Staff writer Mehmet Temur tells the tale of EU figurehead Ursula von der Leyen’s uneasiness with wolves.
Ursula von der Leyen, the President of the European Commission, seems to be embroiled in an unexpected feud with the furry, four-legged residents of the European forests – wolves. In a saga that involves wolves, farmers, politicians, and even a pony, this tale unfolds in a way that might make even the Grimm Brothers raise an eyebrow.
The Trigger: A Pony’s Tragic Fate
The entire wolf drama began when von der Leyen’s beloved pony, Dolly, met a rather unfortunate end in Germany last year, due to a wolf attack. This heart breaking incident led the European Commission President to demand a review of the strict protection rules governing wolves throughout Europe.
Brussels Takes Action
Fast forward to today, and Brussels is stepping into what they call “a new phase” of addressing the return of wolves to European territories. Von der Leyen herself announced this, urging “local communities, scientists, and all interested parties” to provide data on the impact of wolves. But what does this mean in practical terms?
The Wolf’s Status Hangs in the Balance
The European Commission is now contemplating a change in the protection status of wolves. This potential shift could allow more flexible approaches to dealing with these creatures, especially when they pose a threat to humans or livestock. While the current rules strictly prohibit capturing and killing of most wolves, there might be room for a few exceptions.
Farmers and Hunters Cheer, Environmentalists Jeer
This wolf debate has pitted two powerful forces against each other – the farming and hunting associations versus the environmentalists. Farmers and hunters have long argued that they are under intense pressure to protect their livestock from wolf attacks. They’re demanding a change in the rules to allow them to take more drastic measures against the wolves.
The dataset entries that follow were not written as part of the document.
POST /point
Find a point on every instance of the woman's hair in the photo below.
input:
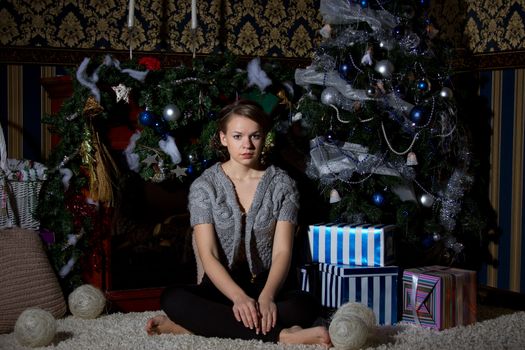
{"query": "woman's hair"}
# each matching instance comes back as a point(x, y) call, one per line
point(246, 108)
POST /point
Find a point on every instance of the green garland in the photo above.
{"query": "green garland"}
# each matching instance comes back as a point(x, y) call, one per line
point(126, 90)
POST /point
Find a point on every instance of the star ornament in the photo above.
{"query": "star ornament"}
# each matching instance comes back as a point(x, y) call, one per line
point(179, 171)
point(122, 92)
point(151, 159)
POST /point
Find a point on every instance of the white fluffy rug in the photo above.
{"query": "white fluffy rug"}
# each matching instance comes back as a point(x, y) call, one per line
point(126, 331)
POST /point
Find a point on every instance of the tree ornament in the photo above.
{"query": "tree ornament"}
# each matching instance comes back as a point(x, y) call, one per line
point(367, 59)
point(179, 171)
point(92, 108)
point(334, 196)
point(446, 92)
point(378, 198)
point(371, 91)
point(346, 70)
point(411, 159)
point(363, 3)
point(386, 43)
point(160, 127)
point(330, 136)
point(326, 31)
point(330, 96)
point(147, 118)
point(398, 32)
point(385, 68)
point(171, 112)
point(400, 91)
point(423, 85)
point(418, 115)
point(35, 327)
point(426, 200)
point(122, 92)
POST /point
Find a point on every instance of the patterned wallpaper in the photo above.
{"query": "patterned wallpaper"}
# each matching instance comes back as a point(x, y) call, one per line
point(245, 27)
point(495, 25)
point(280, 28)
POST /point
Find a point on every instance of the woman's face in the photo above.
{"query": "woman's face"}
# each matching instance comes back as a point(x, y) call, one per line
point(244, 139)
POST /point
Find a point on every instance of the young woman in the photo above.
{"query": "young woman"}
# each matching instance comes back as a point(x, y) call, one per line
point(243, 215)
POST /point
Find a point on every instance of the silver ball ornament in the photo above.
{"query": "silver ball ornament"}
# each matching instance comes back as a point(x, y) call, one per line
point(86, 301)
point(385, 68)
point(171, 112)
point(426, 200)
point(35, 328)
point(446, 92)
point(330, 96)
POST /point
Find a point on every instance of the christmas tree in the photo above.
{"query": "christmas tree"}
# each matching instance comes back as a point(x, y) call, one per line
point(387, 140)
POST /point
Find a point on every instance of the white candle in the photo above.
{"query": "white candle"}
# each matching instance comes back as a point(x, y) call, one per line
point(193, 14)
point(131, 13)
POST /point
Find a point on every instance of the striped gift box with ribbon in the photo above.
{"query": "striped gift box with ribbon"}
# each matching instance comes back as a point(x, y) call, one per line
point(336, 284)
point(359, 245)
point(443, 297)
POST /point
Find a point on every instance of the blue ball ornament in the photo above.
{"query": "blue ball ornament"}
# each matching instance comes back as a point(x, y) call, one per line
point(418, 115)
point(378, 198)
point(147, 118)
point(398, 32)
point(423, 85)
point(330, 136)
point(160, 127)
point(400, 91)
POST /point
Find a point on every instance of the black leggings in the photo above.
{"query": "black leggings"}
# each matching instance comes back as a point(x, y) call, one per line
point(204, 310)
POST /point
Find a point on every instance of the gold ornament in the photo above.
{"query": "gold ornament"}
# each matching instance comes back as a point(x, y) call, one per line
point(122, 92)
point(92, 108)
point(101, 167)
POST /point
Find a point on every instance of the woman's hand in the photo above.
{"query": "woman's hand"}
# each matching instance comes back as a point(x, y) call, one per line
point(267, 314)
point(245, 310)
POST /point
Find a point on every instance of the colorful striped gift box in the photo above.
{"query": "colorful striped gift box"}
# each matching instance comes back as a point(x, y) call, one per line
point(444, 297)
point(335, 285)
point(358, 245)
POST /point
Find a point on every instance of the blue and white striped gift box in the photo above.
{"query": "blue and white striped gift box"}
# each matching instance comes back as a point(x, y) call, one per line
point(359, 245)
point(376, 287)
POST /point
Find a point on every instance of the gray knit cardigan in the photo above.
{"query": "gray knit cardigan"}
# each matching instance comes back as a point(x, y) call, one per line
point(212, 200)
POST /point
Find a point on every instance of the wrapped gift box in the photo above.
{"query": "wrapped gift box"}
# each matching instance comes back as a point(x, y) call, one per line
point(358, 245)
point(444, 297)
point(336, 284)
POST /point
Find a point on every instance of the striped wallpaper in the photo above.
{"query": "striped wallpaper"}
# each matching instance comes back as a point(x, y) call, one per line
point(23, 102)
point(505, 91)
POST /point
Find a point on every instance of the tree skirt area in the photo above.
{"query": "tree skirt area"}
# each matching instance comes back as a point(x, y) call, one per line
point(126, 331)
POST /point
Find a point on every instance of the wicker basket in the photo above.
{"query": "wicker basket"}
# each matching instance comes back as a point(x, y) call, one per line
point(20, 184)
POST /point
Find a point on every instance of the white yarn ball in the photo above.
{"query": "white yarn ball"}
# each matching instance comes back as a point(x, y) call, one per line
point(86, 301)
point(35, 327)
point(360, 310)
point(347, 332)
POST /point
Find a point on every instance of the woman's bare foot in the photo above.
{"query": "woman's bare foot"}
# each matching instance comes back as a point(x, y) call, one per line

Environmental groups, on the other hand, argue that wolves remain a threatened species. They contend that reducing their protection status could jeopardize their long-term recovery. So, it’s essentially a battle between safeguarding farmers’ interests and preserving biodiversity.
A Political Manoeuvre?
But there’s more to this wolf saga. Ursula von der Leyen, a member of the right-wing European People’s Party (EPP), is rumoured to be considering a run for a second term in office, and the European elections approaching. Before this incident, her ties with the EPP had been strained due to disagreements over the EU Green Deal. However, her sudden passion for wolf-related policy matters might just win her some points with her party, which has been advocating for a review of wolf protection rules.
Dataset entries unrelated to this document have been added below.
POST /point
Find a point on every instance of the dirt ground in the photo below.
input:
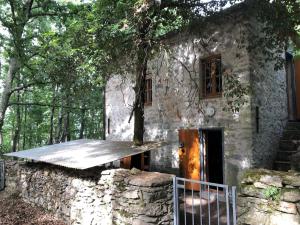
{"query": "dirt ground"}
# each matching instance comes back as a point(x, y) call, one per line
point(13, 211)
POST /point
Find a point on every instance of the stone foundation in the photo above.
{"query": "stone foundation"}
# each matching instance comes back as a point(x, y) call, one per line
point(94, 196)
point(269, 198)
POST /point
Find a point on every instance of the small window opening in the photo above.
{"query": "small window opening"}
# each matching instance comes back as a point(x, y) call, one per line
point(212, 76)
point(148, 91)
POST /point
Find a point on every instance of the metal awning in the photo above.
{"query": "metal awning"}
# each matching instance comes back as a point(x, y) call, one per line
point(84, 153)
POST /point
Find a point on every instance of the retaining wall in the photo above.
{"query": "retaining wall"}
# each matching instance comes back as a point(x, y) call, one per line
point(269, 198)
point(94, 196)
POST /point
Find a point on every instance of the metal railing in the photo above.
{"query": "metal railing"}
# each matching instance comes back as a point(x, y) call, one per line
point(203, 203)
point(2, 175)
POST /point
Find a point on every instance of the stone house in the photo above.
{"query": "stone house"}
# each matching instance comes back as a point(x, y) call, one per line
point(185, 101)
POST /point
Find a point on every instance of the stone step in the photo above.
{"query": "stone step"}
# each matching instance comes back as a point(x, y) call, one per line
point(291, 135)
point(288, 145)
point(282, 165)
point(284, 155)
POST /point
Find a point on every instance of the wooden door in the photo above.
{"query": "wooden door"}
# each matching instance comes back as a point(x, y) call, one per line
point(189, 156)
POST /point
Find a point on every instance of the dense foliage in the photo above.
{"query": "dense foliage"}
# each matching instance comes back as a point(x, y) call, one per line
point(57, 56)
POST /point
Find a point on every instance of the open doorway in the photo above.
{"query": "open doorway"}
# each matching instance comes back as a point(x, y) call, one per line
point(212, 149)
point(201, 155)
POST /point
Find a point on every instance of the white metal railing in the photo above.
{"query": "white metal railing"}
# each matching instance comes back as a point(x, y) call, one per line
point(203, 203)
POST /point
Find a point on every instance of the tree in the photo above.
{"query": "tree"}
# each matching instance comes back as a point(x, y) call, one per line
point(21, 19)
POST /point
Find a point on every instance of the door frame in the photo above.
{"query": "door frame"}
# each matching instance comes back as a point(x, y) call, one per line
point(200, 130)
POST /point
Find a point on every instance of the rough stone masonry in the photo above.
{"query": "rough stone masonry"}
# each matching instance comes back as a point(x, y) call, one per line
point(269, 198)
point(94, 196)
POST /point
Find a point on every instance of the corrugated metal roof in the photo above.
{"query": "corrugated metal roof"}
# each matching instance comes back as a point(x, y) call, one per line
point(84, 153)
This wolf debate also coincides with a broader political strategy by the EPP to court rural voters. The EPP, the largest group in the European Parliament, sees weakening wolf protection as a way to support farmers worried about their livestock. For EPP leader Manfred Weber, it’s about finding “a common solution in the interest of protection of animals but also in the protection of people.”
What Lies Ahead?
As this unexpected drama unfolds, wolves continue to roam the European forests, both feared and admired. The European Commission’s decision on their protection status will undoubtedly have far-reaching implications for Europe’s ecosystem, its farmers, and the future of Ursula von der Leyen’s political career.
So, as the wolf hunt rages on, it seems that the wolves of Europe are having their moment in the spotlight. Whether they will emerge as the heroes or villains of this tale remains to be seen, but one thing is for sure – their howls are echoing across the continent, and their future is more uncertain than ever before.